Some of the students from who traveled to Ireland this past summer were (left to right) Rachel Kawleski, Lauren Gerads, Hannah Buelow and AJ Fleiger. (SPASH Photo)

In June of 2016 art department students of Stevens Point Area Senior High (SPASH) attended a trip to Ireland that lasted 13 days.

Seven SPASH students and one staff member, Roberta Laine, joined 42 other high school students from across the country.

The students who attended were Seth Filtz, Olivia Schilcher, Deven Moore, Rachel Kawleski, Lauren Gerads, Hannah Buelow and AJ Fleiger.

The group toured the Republic of Ireland in Southern Ireland, and half the group continued to tour the Northern Island.

“I think people are more alike than they are different,” Laine said when talking about the culture difference between people in the United States (US) and Ireland.

Just like people in the US, the Irish people have a great sense of humor and use it to tell amazing stories.

“My favorite memory was definitely the bus ride through the barrens. The barrens are the rocky and hilly parts of Ireland, where there are rarely any habitable places for humans or animals. How expansive and how untouched by pollutants the land was unfathomable. I had never seen anything like it in my life,” student Hannah Buelow said.

“One of my favorite moments from the trip was when we were traveling cross country by bus, we traveled through the county of Limerick. Our tour guide had a contest for who could write the best limerick. The limerick had to have something to do with what we had seen on the trip or that had happened on the trip. It was the most fun experience and made the long bus ride a pure hoot. Such good limerick writers on that bus trip. We laughed a lot that day,” Laine said.

“My personal favorite memory from the trip was going to the National Art Museum in Dublin with two of the SPASH students. We were able to see a very famous painting by Carravagio called ‘The Betrayal of Christ.’ I had read a book about the painting titled ‘The lost Carravaggio’ a few years ago.
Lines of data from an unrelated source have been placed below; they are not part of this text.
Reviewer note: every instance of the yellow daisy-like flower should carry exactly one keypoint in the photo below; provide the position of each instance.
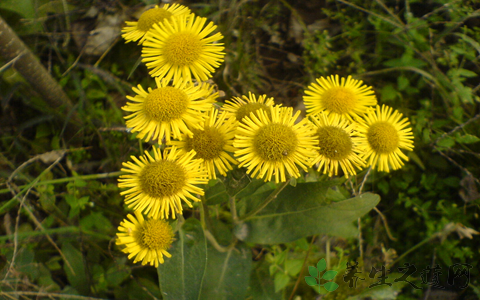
(242, 107)
(168, 110)
(157, 185)
(272, 145)
(146, 240)
(383, 133)
(337, 145)
(181, 48)
(348, 98)
(134, 31)
(212, 142)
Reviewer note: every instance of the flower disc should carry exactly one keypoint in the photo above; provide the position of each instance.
(134, 31)
(168, 111)
(346, 97)
(242, 107)
(337, 145)
(383, 134)
(146, 240)
(157, 185)
(212, 143)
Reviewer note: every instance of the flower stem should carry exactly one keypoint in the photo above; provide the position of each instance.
(233, 209)
(267, 201)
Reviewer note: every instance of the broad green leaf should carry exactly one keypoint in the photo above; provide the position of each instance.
(281, 280)
(330, 286)
(467, 139)
(302, 211)
(78, 279)
(329, 275)
(236, 181)
(321, 265)
(446, 142)
(311, 281)
(182, 275)
(402, 82)
(227, 273)
(261, 284)
(382, 292)
(312, 271)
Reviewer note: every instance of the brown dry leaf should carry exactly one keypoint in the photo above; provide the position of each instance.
(50, 157)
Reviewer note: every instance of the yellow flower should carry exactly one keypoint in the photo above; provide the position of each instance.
(242, 107)
(348, 98)
(383, 134)
(168, 110)
(134, 31)
(211, 143)
(157, 185)
(337, 145)
(274, 145)
(146, 240)
(181, 48)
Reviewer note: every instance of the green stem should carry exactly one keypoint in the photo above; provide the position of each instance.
(233, 209)
(67, 179)
(12, 202)
(60, 230)
(267, 201)
(427, 240)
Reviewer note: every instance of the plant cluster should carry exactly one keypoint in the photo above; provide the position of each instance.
(345, 130)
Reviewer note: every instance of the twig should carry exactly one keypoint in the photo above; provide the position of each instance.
(267, 201)
(371, 13)
(457, 164)
(300, 276)
(37, 223)
(476, 117)
(385, 223)
(55, 295)
(364, 180)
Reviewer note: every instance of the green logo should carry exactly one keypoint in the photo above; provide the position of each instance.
(316, 277)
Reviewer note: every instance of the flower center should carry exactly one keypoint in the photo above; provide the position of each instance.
(152, 16)
(245, 110)
(334, 142)
(339, 100)
(383, 137)
(155, 235)
(208, 143)
(275, 142)
(182, 48)
(166, 104)
(162, 178)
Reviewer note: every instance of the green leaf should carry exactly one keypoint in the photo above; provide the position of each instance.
(402, 83)
(182, 275)
(227, 274)
(236, 181)
(446, 142)
(313, 271)
(302, 211)
(78, 279)
(216, 194)
(311, 281)
(281, 280)
(330, 286)
(322, 265)
(467, 139)
(329, 275)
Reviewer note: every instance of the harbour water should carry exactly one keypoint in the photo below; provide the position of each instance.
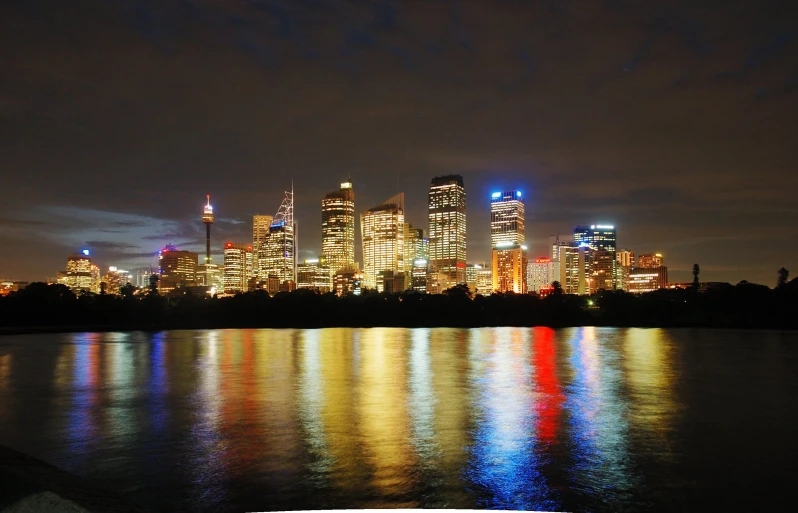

The painting had been lost for several hundred years and was found by accident. It was a thrill to see it in person,” Laine said.

“I found that the culture was fairly similar to some of the culture we see around Wisconsin. All of the people we had the pleasure of meeting were very warm and welcoming. Their culture revolves a lot around traditional ways, like their music and food,” Buelow said.

The group traveled to Northern Ireland to the cities of Derry and London Derry. Much of the time in those places was spent learning about the history of the cities and what Irish people call “the troubles.”

During a peaceful protest for their equal rights in January of 1972, 14 unarmed protesters were shot dead by British soldiers. In 2010 after a 12-year inquiry the killings were ruled unjustified and unjustifiable. The British prime minister made a formal apology on behalf of Britain.

“This was the saddest part of the trip. The culture in Northern Ireland seemed much more, well, sad. We were in Belfast for a short time and it just seemed more industrial than southern Ireland,” Laine said.

In order to prepare for the trip a lot of fundraising was done including candy bar sales, Panda Express fundraising and the selling of student made glass pendants.